Photo/Illutration People line up at a makeshift fever clinic set up inside a stadium amid the novel coronavirus outbreak in Beijing on Dec. 19. (Reuters)

BEIJING--Half of China’s 1.4 billion people will be infected by the novel coronavirus in the coming months, analysts said, based on trends seen after the government eased its “zero COVID-19” policy earlier this month.

The Chinese government stopped releasing data on new cases involving asymptomatic patients on Dec. 14, citing difficulties in determining the number because many of them shun PCR tests.

As a result, figures released by health authorities are significantly lower than the actual number of new cases.

However, an internal document believed to be about a government meeting was leaked on the internet. It showed new infections from Dec. 1 to Dec. 20 totaled an estimated 248 million, or 18 percent of the Chinese population.

If the pace of infections has remained the same, the number of new cases now could exceed 300 million.

Chinese government officials say more than 90 percent of the population have been administered two vaccine doses as protection.

But Tetsuo Nakayama, a specially appointed professor at Kitasato University in Tokyo who specializes in clinical virology, questioned the efficacy of the Chinese-made vaccines.

“The vaccines are made based on a strain originating in Wuhan at an early stage of the pandemic, and they are not effective in fighting the Omicron strain, which is now dominant in China,” Nakayama said.

Some reports have shown the vaccines used in China are not as good as the mRNA vaccines administered in the United States and Europe in terms of protecting patients from serious symptoms and death.

The virus in China is spreading faster than it’s spread ever before anywhere during the pandemic, Ben Cowling, chair professor of epidemiology at Hong Kong University School of Public Health, noted.

He projected that half of the country’s population would be infected before long.

Cowling attributed the recent explosion to the Chinese government’s strict controls under its “zero COVID-19” policy, which he said has left the bulk of the population with little immunity to the virus.

Zhang Wenhong, a leading contagious diseases expert at Fudan University-affiliated Huashan Hospital, has researched the Omicron variant now raging in China.

The basic reproduction number of the strain, or the number of people who could be infected by a single patient, would average 16 to 18 among crowds lacking herd immunity to the virus.

Beijing is reportedly being pummeled by the highly transmissible BF.7 subvariant of Omicron.

But BA.5.2, another Omicron subvariant, is the dominant strain nationwide, according to reports by the Chinese health authorities.

Tetsuya Mizutani, a professor of virology at the Tokyo University of Agriculture and Technology, noted Japan has also been hit by BF.7 and BA.5.2, both of which are derived from BA.5.

“The immunization coverage against the Omicron strain is rising in Japan,” he said. “Even if the subvariants from China find their way into Japan, it should not be particularly concerning to the overall infection situation of the country.”

With little information being released by Beijing on the status of infections, apps that can predict peaks of infections in each region of the country have emerged.

A company collecting data in Shanghai projects the trajectory of infections in each city by comparing the frequency of searches for “fever” on Baidu, the largest search engine in China.

The first peak of infections came on Dec. 17 in Beijing, and 55 percent of the city’s population were infected by Dec. 25, according to the company’s estimate.

Health authorities in Zhejiang province in southeastern China said on Dec. 25 that new daily cases have topped 1 million in the province with a population of 64.57 million.
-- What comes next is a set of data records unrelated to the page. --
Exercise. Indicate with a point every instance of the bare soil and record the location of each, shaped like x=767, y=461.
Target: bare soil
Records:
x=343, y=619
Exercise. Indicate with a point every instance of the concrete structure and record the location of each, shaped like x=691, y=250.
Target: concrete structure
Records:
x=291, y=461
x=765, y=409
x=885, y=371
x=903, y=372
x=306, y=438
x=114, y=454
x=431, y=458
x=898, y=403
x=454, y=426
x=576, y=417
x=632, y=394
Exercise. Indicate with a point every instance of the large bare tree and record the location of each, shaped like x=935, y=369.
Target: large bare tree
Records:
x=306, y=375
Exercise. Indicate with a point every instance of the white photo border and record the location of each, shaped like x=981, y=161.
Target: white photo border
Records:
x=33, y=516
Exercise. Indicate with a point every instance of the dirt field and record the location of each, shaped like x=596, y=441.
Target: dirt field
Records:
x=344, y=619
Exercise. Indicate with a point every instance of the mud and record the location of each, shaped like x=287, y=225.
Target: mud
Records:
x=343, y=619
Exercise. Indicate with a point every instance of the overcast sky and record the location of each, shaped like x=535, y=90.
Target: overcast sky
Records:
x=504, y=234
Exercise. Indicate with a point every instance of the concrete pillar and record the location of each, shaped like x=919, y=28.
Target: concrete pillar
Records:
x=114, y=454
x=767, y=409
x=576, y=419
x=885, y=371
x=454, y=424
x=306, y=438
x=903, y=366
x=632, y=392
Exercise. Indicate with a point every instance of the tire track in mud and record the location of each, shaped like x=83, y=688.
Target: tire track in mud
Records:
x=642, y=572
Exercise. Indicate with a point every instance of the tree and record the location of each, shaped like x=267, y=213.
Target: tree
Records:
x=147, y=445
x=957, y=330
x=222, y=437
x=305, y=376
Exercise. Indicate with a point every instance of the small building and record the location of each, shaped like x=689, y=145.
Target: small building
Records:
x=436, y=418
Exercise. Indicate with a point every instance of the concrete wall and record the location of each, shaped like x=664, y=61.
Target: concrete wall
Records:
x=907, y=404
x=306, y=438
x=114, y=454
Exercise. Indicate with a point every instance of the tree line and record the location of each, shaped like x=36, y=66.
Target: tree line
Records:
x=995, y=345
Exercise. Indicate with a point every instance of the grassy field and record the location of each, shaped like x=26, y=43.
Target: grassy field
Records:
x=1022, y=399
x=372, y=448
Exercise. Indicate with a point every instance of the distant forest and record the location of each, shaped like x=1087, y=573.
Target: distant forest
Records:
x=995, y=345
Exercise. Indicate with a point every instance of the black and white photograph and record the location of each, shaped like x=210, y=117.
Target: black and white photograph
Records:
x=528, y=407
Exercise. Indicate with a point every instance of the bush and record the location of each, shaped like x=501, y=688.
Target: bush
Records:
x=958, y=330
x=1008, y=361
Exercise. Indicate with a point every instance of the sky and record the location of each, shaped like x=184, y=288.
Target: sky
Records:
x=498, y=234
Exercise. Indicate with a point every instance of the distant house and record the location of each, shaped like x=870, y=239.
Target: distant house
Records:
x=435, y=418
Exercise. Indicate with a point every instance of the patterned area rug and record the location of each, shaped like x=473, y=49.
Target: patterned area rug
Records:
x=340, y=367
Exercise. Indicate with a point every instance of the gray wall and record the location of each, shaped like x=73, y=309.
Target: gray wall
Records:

The number is expected to rise to 2 million around Jan. 1, they added.

Chinese leaders are particularly worried about the virus reaching rural areas, where health care systems are typically fragile.

Wu Zunyou, chief expert of epidemiology at the Chinese Center for Disease Control and Prevention, projected his country would experience three waves of infections this winter.

The first wave is expected to hit large urban areas, lasting until the middle of January, while the second wave would strike between late January and the middle of February, when people travel to their ancestral homes in local regions for the Chinese New Year holidays.

The third wave would likely be from late February to the middle of March, when people return to the cities.